UC Berkeley has instituted supplemental tuition for at least six graduate programs over the last five years at a time when the base tuition fee throughout the UC system is frozen.
The topic, first reported by the San Francisco Chronicle, revolves around the additional funding secured by degree programs redesignated as professional programs, permitting the campus to tack on additional tuition in the form of professional degree supplemental tuition, or PDST fees.
According to campus spokesperson Janet Gilmore, the campus has redesignated four graduate degree programs from “academic” to “professional.” Two campus programs — the master’s of journalism and the Principal Leadership Institute program — were already considered professionally oriented but did not previously charge PDST fees.
Such reclassification was part of a deliberate, thoughtful and thorough updating of these programs’ curricula, Gilmore said.
Since 2011, PDST fees at UC Berkeley for at least 15 programs — such as business, law and optometry — have seen annual fee increases ranging from as little as 7 percent to as much as nearly 23 percent.
Fiona Doyle, dean of the Graduate Division, emphasized the costs of maintaining the market value of UC Berkeley’s professional degree, which required its graduate programs to increase current PDST fees.
The PDST fees help fund staff who provide crucial career services — such as job placement and internship experiences — while also providing students with real application training, such as learning how to run a city, according to Henry Brady, dean of the campus’s Goldman School of Public Policy.
Brady noted that even with PDST fees, campus graduate programs still often cost less than half of those at some private universities.
In November 2014, the UC Board of Regents approved the implementation of a semesterly supplemental fee of $3,750 for the UC Berkeley Graduate School of Journalism program, on top of the base tuition of $5,610 per semester for the 2015-16 school year.
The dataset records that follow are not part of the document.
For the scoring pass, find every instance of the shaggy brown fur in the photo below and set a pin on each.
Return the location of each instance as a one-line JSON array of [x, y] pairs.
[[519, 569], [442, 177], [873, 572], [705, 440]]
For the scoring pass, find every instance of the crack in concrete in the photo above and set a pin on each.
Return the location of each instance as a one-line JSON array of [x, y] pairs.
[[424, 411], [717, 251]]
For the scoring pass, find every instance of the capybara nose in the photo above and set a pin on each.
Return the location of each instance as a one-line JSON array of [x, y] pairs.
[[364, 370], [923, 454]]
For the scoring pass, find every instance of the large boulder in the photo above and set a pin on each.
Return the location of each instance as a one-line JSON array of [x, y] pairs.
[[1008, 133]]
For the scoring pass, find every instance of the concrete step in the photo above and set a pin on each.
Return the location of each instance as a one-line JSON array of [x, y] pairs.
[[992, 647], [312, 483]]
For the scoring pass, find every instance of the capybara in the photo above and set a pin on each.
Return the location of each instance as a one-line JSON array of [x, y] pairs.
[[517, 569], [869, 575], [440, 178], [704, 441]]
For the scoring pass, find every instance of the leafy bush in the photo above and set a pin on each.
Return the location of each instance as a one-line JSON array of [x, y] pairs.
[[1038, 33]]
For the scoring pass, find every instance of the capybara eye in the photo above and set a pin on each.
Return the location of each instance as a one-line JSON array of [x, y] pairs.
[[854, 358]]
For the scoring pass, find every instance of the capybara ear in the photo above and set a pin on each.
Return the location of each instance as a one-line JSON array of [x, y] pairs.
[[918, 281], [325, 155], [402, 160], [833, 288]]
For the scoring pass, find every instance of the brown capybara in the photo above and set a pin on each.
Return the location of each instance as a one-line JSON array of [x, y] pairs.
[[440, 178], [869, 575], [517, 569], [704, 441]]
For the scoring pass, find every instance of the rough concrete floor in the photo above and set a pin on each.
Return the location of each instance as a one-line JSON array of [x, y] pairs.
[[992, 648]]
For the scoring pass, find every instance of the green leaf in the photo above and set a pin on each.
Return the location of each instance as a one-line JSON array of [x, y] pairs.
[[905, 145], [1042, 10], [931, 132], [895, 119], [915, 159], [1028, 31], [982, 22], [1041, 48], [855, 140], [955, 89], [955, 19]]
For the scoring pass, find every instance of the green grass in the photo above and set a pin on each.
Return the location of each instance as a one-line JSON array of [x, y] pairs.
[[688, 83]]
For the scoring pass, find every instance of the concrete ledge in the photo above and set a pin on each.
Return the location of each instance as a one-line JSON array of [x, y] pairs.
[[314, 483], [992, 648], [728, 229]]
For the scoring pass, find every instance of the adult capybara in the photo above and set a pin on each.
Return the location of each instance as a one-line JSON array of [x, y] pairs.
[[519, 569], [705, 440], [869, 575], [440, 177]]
First-year journalism graduate student Jason Hanasik said the timing of the fee’s implementation was “messed up” for the class of 2017. Prospective journalism students set to graduate in 2017 did not know fees had increased — and so drastically — until after they had applied.
“People that had already been accepted should have been grandfathered into the existing fee structure,” Hanasik said.
Out of the 17 professional degree programs on campus that year, all except the College of Environmental Design had proposed fee increases for the following academic year.
The UC Regents approved new PDST fees for four programs at UC Berkeley in 2012, including development practice, product development, statistics and translational medicine, a joint program offered at UC Berkeley and UCSF. The development practice PDST, for instance, has hovered between $18,000 and $19,000 for the past three academic years.
A portion of revenue from PDST fees goes toward providing additional student financial aid, as required by campus policy. In addition, administrators say PDST fees have been implemented to address withdrawals of state funding integral to maintaining the costs of a quality public education.
According to Jeffrey Edleson, dean of the Graduate School of Social Welfare, state-supported funding for the university has dropped from 50 percent to 12 percent in the past 36 years.
The problem, Edleson said, is because of the fact that some people in California no longer want to support public education when people can afford to send their children to private institutions instead.
But for Hanasik, such fees have dampened the “euphoria” of getting accepted into a graduate program.
“It raises the anxiety level and stress … both while you’re in school and imagining future expectations of salary levels,” Hanasik said.
Senior staff writer Suhauna Hussain contributed to this report.